Hal senada juga diakatan Sekjen Federasi Serikat Guru Indonesia (FSGI) Retno Listyarti. Selain beban kurikulum, tingginya angka tidak naik kelas pda siswa sekolah dasar (SD) menunjukan indikasi rendahnya kompetensi gutu SD pada kelas bawah, dalam hal ini kelas 1-3.

Retno menyebutkan, beban kurikulum yang berat terlihat dalam buku teks kelas 1 SD yang sudah mewajibkan anak untuk langsung membaca cerita 2-3 alinea. Wajar jika guru SD akan keteteran mengajajar ketertinggalan kurikulum jika harus mengajari anak membaca dari dasar. Beban kurikulum tak hanya berat bagi siswa, namun juga bagi guru. Kerap kali siswa bisa membaca tetapi tidak memahami apa yang dibacanya. Akibatnya siswa tidak mampu menjawab pertanyaan yang menyertai bacaan tersebut. Guru tak sepenuhnya bersalah, pemerintah dan masyarakat juga harus turut andil dalam hal ini.

Selain itu, Retno juga menduga, banyaknya siswa yang tidak naik kelas turut disebabkan karena masyarakat bangga jika anaknya yang masih berusia di bawah tujuh tahun sudah mampu membaca. Bahkan masyarakat menilai Tk yang tidak mengajarkan calistung dianggap tidak bermutu. Bahkan banyak orangtua siswa menggunakan jasa guru les agar anaknya bisa membaca, meski si anak tidak memahami. Hal ini menyebabkan ada perbedaan kemampuan siswa kelas awal.

Curriculum for TK and SD not Synchronized

Suara Pembaruan, page 17

Special Staff of Education National Commission, Andreas Tambah, said that the case of several hundred SD students receiving a failing grade was due to the curriculum for kindergarten (TK) and elementary school (SD) not yet being synchronized. He said that the curriculum on reading, writing and arithmetic (calsitung) has not been introduced to students but when they enter SD, they must learn from text books on calsitung. The target of curriculum is also high and results in troubles for teachers of the first grade of SD. The same thing goes for teachers of the second grade. The burden of curriculum is harder when students must be able to master calsitung. The shortcut is therefore selection through a failing grade system.

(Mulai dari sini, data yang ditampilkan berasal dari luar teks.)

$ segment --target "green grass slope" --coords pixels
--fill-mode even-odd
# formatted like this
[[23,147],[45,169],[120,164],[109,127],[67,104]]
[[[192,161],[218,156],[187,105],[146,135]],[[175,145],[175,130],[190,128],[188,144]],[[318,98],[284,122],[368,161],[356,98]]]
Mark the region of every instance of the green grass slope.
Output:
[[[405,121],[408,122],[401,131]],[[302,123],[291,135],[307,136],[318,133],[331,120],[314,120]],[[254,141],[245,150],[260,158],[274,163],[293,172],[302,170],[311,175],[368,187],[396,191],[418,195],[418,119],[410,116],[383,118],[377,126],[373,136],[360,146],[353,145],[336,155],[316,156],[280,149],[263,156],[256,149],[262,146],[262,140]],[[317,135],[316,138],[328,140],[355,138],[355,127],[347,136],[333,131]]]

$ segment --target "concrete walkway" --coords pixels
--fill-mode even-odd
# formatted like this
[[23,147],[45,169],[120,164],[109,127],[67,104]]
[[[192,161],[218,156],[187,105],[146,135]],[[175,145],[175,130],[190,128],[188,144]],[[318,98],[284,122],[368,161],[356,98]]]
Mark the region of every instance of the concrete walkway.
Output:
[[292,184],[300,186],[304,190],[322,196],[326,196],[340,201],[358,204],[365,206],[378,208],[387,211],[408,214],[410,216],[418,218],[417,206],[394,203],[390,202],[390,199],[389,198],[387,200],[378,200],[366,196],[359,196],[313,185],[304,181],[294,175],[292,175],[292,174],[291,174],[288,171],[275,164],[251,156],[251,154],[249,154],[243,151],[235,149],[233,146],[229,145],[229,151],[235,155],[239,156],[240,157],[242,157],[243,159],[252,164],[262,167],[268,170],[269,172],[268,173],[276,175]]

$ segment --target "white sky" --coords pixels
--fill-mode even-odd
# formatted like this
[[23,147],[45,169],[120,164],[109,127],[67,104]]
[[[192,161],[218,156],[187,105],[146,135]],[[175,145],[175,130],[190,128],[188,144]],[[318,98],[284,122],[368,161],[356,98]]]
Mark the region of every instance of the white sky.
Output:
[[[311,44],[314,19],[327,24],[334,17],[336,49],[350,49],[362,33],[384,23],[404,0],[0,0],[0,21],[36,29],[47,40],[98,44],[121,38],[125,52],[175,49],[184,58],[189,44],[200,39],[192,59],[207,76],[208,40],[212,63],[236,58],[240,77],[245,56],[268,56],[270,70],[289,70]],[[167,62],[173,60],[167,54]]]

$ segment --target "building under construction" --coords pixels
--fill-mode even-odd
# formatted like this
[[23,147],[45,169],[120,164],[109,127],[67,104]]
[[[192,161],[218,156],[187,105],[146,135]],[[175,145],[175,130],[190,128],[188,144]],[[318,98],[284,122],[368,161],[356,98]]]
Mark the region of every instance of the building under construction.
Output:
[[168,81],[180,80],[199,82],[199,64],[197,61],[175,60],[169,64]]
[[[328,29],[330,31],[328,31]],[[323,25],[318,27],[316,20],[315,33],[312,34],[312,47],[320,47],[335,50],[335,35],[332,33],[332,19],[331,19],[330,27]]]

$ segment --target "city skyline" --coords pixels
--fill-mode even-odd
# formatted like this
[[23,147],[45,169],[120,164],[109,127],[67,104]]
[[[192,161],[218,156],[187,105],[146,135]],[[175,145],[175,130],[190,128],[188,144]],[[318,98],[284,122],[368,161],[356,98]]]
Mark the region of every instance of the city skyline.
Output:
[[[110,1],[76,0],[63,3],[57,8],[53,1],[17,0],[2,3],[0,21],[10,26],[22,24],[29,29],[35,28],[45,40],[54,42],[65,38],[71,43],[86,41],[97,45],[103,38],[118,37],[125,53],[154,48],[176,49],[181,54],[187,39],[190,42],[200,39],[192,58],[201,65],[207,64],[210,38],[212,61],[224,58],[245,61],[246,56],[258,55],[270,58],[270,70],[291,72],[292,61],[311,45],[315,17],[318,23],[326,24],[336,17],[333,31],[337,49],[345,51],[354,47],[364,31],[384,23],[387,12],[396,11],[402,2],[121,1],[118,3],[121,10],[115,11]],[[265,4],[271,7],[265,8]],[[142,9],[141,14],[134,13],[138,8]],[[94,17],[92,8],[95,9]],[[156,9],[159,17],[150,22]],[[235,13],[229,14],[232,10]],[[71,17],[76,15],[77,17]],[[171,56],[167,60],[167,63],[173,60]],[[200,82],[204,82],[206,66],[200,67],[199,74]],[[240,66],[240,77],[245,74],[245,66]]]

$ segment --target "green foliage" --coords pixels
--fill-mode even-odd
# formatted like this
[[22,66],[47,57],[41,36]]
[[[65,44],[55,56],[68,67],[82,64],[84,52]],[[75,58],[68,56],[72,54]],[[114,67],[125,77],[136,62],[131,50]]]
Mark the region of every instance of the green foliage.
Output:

Sekjen of Federation of Indonesian Teachers Association (FSGI), Retno Listyarti agreed on this issue. In addition to the burden of the curriculum, the high rate of SD students who have a failing grade indicated the low competence of SD teachers for early grades, or grades 1-3.

Retno added that the heavy burden of curriculum can be seen in the text books for grade 1 of SD that obliges the students to directly read a story of 2-3 paragraphs. It is not surprising that SD teachers will be overwhelmed to meet the demands of the curriculum if they must teach their students the basics of reading. The burden of the curriculum is hard not only for students but also for teachers. It also happens that students are able to read but they do not understand the content. This will result in students not being able to answer questions about the reading. This is not only the teachers’ fault but also the government and society.

Retno also suspected that many students failed their grade because people feel so proud if their children are able to read before they are seven years old. Society even considers TKs that do not teach calsitung as not being qualified. Moreover, many parents hire private teachers to teach their children to read, although these children may not always understand it and this will result in a disparity in reading skills among students in early grades.